Sterile solutions or suspensions in aqueous or non-aqueous media may be used for subcutaneous or intramuscular injection. For example, the compound may be dissolved in sterile water or lidocaine hydrochloride solution (the pH of the solution preferably being maintained at 8.5 to 9), in physiological saline or in any of the other conventional solvents used for this type of administration. In such cases, the dosage is preferably from about 0.05 to 50 mg per day. As mentioned above, other routes may be used to administer the compounds of the invention. For example, they may be administered orally in the form of tablets, capsules or syrup, rectally in the form of suppositories, or under the tongue in the form of sublingual lozenges. Excipients and carriers that are used in various pharmaceutical compositions are conventional excipients and carriers. They may be, for example, for oral administration of lactose, dextrose, sucrose, mannitol, sorbitol, cellulose, talc, calcium stearate, magnesium stearate, glycols, starches, acacia, tragacanth, alginates, lecithin or other polysorbates and lauryl sulfates, preferably alkali metals. or alkaline earth metals.

The following examples illustrate but do not limit the invention in any way.

He did

A solution of 0.58 g of 14-bromo-5 (S, R) -iodo-6 (S, R) -20-methyl-PGI in 4 ml of anhydrous dimethylsulfoxide and 0.34 g of sodium tert-butoxide was stirred for 3 hours in inert gas atmosphere. The solvent was evaporated in vacuo (27 Pa). The residue was treated with a stoichiometric amount of 2 N sodium hydroxide. After cooling the solution to 0 ° C, the crystals of 13,14-didehydro-20-methyl-PGI ₂ as the sodium salt, = 110 ° (ethanol) are filtered off in a yield of 80 ° C.

Example 2

Solution 14.5 (S, R) -dibromo-6 (S, R) -20-methyl-PGI (0.42 g) and potassium t-butoxide (0.45 g) in anhydrous methanol were allowed to stand at room temperature for 20 days. The solvent was evaporated in vacuo. The product was crystallized from 2 N potassium hydroxide-methane 1-water. There was obtained 13,14-didehydro-20-methyl-PGI ₂ as the potassium salt, [ _.alpha. ] _D = 108 DEG (ethanol) in 72% yield.

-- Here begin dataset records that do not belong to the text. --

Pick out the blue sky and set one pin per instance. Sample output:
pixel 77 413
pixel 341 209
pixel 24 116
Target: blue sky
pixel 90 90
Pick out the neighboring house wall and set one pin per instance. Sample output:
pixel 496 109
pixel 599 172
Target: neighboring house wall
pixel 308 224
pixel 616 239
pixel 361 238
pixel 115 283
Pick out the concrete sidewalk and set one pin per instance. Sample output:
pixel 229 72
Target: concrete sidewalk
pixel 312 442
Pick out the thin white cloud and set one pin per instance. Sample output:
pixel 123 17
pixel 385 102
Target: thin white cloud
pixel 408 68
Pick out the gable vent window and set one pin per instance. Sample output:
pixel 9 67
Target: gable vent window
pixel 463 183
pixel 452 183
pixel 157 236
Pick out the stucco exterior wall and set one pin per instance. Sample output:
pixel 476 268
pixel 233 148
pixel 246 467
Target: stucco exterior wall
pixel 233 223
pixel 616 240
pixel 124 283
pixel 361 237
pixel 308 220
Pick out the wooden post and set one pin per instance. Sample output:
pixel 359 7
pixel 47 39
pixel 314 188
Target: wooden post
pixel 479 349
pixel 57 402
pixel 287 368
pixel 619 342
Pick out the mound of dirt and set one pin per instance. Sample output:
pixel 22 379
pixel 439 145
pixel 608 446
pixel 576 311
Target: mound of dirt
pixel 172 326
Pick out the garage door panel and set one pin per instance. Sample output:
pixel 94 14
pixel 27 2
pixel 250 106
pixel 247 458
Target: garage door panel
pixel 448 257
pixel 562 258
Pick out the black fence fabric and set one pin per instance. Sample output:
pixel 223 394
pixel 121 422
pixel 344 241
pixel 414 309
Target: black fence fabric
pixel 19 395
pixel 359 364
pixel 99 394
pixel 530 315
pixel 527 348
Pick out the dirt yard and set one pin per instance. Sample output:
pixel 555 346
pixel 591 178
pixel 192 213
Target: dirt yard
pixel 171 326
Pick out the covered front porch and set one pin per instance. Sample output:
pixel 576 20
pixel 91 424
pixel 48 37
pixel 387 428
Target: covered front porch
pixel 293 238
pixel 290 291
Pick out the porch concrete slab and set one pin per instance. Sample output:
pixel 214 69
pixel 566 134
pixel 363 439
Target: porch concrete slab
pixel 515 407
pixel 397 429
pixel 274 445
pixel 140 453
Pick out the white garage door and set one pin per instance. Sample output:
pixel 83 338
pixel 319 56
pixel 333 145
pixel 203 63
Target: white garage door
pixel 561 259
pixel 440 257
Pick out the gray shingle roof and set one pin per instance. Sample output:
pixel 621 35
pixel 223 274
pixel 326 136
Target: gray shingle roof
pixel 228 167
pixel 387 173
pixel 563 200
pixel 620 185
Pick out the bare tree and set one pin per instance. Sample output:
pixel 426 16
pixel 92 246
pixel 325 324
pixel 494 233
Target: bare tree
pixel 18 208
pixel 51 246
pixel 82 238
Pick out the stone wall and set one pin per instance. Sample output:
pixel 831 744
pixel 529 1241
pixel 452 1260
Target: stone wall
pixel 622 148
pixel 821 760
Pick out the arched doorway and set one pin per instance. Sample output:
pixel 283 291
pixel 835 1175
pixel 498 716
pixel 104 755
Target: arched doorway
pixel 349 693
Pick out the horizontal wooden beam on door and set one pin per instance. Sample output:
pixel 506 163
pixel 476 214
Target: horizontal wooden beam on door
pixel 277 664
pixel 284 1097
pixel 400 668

The same compound can also be produced by treatment with potassium tert-butoxide in tert-butanol at 38 ° C for 8 days.

Example 3

16S-Ethyl-14-bromo-5 (S, R) -Iodine-6 (S, R) -20-methyl-PGI solution | (0.3 g) and 0.35 g of sodium ethoxide in ethanol (4 ml) were allowed to stand at 50 ° C for 15 days. The solution was evaporated in vacuo. The residue was then diluted with 2 N sodium hydroxide and cooled to 0 ° C.

Filtration gave crystals of 13,14-didehydro-16S, 20-dimethyl-PG12 ⁱⁿ sodium salt, (CC) d = + 118 ° (ethanol).

In the same way, the sodium salt of 13,14-didehydro-16R, 20-dimethyl-PGI _{2 is obtained} , (0¾ = -H02 ° (ethanol)) ·

Claims (1)

SUBJECT OF THE INVENTION Process for the preparation of 20-methyl-13,14-didahydro-PGI2 formula I (CH _O), - COOM In which R is hydrogen or methyl and M represents a hydrogen atom or a pharmaceutically acceptable cation, characterized in that the compounds of the general formula (II) are dehydrohalogenated in which: R and M are the same as above, and wherein each of X ₁ and X _{2 is} independently halogen from bromine, chlorine, and iodine, and optionally converting the compound to its pharmaceutically acceptable salt.